SD Muhammadiyah Sudagaran dipilih karena sekolah ini dikenal sebagai rujukan pendidikan karakter di Wonosobo. Sekolah tersebut bahkan telah meraih berbagai predikat, mulai dari Sekolah Berbudaya Mutu Tingkat Nasional hingga Sekolah Berkarakter Muhammadiyah.
Tujuan Penelitian
Dalam penjelasannya, Yusuf menyebutkan tiga tujuan utama penelitiannya. “Pertama, menganalisis konsep pengelolaan pendidikan berbasis pada program penguatan karakter. Kedua, mengkaji implementasinya di SD Muhammadiyah Sudagaran. Dan ketiga, menganalisis implikasinya terhadap peserta didik maupun sekolah,” ungkapnya.

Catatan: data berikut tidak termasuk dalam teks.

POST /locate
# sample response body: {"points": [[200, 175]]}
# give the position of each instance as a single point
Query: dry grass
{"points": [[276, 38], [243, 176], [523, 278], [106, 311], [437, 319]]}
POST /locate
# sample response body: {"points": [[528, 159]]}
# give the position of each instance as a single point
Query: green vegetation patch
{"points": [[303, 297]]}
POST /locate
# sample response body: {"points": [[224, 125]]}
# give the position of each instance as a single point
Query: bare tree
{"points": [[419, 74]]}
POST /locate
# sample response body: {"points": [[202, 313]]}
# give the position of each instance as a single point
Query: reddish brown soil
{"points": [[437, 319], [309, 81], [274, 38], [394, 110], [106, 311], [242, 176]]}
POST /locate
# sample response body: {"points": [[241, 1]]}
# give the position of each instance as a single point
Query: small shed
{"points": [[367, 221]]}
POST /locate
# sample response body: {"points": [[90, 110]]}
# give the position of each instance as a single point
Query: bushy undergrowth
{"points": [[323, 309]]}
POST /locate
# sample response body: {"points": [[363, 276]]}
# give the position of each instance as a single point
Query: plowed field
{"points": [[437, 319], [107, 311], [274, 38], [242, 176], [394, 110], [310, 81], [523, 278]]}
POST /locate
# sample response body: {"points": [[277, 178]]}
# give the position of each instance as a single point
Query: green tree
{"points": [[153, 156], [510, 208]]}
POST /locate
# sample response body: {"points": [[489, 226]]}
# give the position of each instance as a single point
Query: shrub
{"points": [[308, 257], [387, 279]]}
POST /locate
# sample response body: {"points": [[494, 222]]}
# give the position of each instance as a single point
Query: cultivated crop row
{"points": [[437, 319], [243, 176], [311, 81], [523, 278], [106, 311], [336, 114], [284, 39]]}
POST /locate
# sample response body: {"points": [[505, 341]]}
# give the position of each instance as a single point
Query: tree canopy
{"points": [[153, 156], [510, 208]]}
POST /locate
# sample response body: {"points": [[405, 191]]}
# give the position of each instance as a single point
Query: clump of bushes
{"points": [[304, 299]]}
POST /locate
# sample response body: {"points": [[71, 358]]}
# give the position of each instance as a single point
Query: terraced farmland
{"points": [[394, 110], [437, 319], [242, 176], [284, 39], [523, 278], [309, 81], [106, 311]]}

Bagi Yusuf, pendidikan karakter di sekolah dasar bukan sekadar teori. “Ia harus menjadi praktik nyata yang membentuk pribadi siswa agar beriman, berakhlak, disiplin, mandiri, dan bertanggung jawab,” tulisnya.
Model Pengelolaan
Hasil penelitian menunjukkan ada lima model pengelolaan yang diterapkan sekolah, meskipun dalam praktiknya merujuk pada tiga integrasi utama. Pertama, melalui kurikulum, di mana nilai-nilai karakter disisipkan dalam setiap mata pelajaran. Kedua, lewat kegiatan ekstrakurikuler seperti pramuka, tahfidz, dan olahraga. Ketiga, melalui budaya sekolah yang konsisten, misalnya pembiasaan salat berjamaah, salam-senyum-sapa, hingga kebiasaan menjaga kebersihan.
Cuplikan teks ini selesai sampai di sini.